Edward A. Harriman, for the appellee (defendant).
The question presented to this court is the claimed error of the trial court in denying the motion to set aside the nonsuit.
Towns in this State can make a contract only through their authorized agents. As a general rule in any case, when it appears that the principal is acting by an agent, the burden is upon the party claiming that the principal is bound by the agent's acts, to prove the authority of the agent to represent and act for the principal, and such authority usually is express or implied. There can be no implied authority for any agent to act for a town. Such authority must be expressly given, either by statute or by a vote of the town. Agents of towns have no general authority; their powers are limited by the express language in which the authority is given, or by the implication necessary to enable them to perform some duty cast upon them by express language.
Persons dealing with towns through the medium of committees or other agents of the towns, must at their peril take notice of the scope and measure of the powers of such committee or agent. Turney v. Bridgeport, 55 Conn. 412, 12 A. 520.
Laying aside the obvious mistake in describing the defendant as the city of Seymour, as well as any suggestion that the committee named by the vote of February 10th, 1916, had in no event any power to bind the town for the payment of any sum in excess of $4,000 — the amount appropriated —, there is presented the question as to the power delegated to the committee to bind the town for the payment of any sum, as the purchase price of an "auto chemical and hose truck." As the town was undertaking to authorize the purchase of the fire apparatus, the two votes or parts of a vote, appointing the committee and making an appropriation, should be considered together as one vote. There can be no doubt that the town intended to limit the expenditure of the public funds to $4,000. That the vote of the town did not confer any authority upon the committee to make the purchase, unless "the balance of the sum necessary for the purchase of such truck be obtained from other sources," is clear, and only "when the necessary funds for such purchase shall have been secured," did this committee possess any power whatever to bind the town. The votes of the town were as much a part of the contract, so far as fixing liability upon the town, as they would have been had they been included in the written agreement. It would not be claimed that if the balance of the sum above $4,000 had not been obtained from other sources, and thus was available either for town or the committee in order to pay for the machine, that there could be any liability on the part of the town to pay the entire purchase price.
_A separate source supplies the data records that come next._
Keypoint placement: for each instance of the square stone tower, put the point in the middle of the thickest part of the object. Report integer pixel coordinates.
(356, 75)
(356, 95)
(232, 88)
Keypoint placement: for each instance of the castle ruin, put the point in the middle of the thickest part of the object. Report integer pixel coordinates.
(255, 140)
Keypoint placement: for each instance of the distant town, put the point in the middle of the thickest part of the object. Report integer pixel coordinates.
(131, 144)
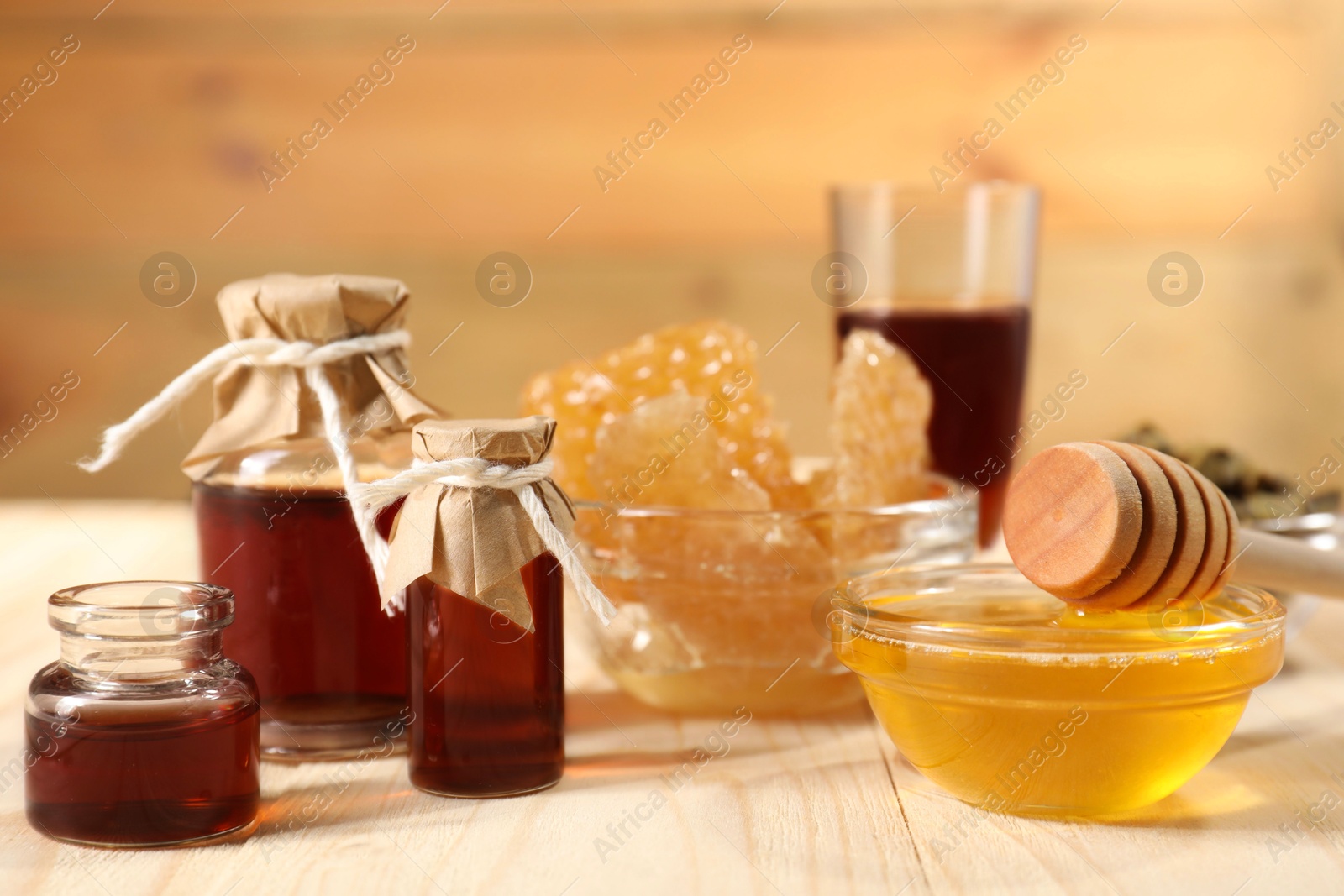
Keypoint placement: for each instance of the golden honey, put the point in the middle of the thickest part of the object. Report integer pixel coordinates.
(1014, 701)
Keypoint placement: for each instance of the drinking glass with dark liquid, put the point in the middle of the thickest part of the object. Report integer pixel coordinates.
(949, 278)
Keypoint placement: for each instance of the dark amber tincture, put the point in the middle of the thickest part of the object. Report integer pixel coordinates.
(143, 734)
(487, 698)
(976, 363)
(329, 664)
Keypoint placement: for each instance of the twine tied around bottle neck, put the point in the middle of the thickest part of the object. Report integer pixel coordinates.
(476, 473)
(366, 500)
(262, 352)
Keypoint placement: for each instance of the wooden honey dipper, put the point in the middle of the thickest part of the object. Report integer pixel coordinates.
(1109, 526)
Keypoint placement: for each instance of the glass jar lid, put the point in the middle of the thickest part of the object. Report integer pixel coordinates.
(140, 610)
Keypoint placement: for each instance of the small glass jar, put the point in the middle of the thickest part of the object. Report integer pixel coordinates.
(487, 696)
(276, 528)
(143, 734)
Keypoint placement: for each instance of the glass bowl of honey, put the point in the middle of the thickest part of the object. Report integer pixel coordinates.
(719, 609)
(1014, 701)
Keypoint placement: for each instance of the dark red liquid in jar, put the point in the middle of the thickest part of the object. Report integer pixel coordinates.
(976, 362)
(143, 774)
(488, 698)
(329, 664)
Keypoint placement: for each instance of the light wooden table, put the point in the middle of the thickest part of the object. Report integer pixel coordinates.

It is not a mere technicality to place upon the plaintiff the burden of proving the fulfillment of a condition that must attach to and become a part of the agreement, since no obligation rests upon the town with respect to the agreement until the condition is fulfilled; while if the funds had been obtained and were at the disposal of the town or its committee or agent, the plaintiff would have no difficulty in proving it.
Involving, as it must, the expenditure of public funds, for which each individual taxpayer of the town is liable, it is proper that the plaintiff be required to prove every step necessary to show that the expenditure was obligatory upon the town. The plaintiff failed to prove that the sum necessary to pay for the truck had been obtained from other sources than the town treasury, and it was therefore properly nonsuited.
There is apparently a claim by the plaintiff that there is a liability on the part of the town to pay for the machine because it had been accepted. So far as can be gleaned from the evidence, the plaintiff failed to prove that the truck was accepted, and the plaintiff was notified soon after its arrival in Seymour that it was not, and it was requested to remove it.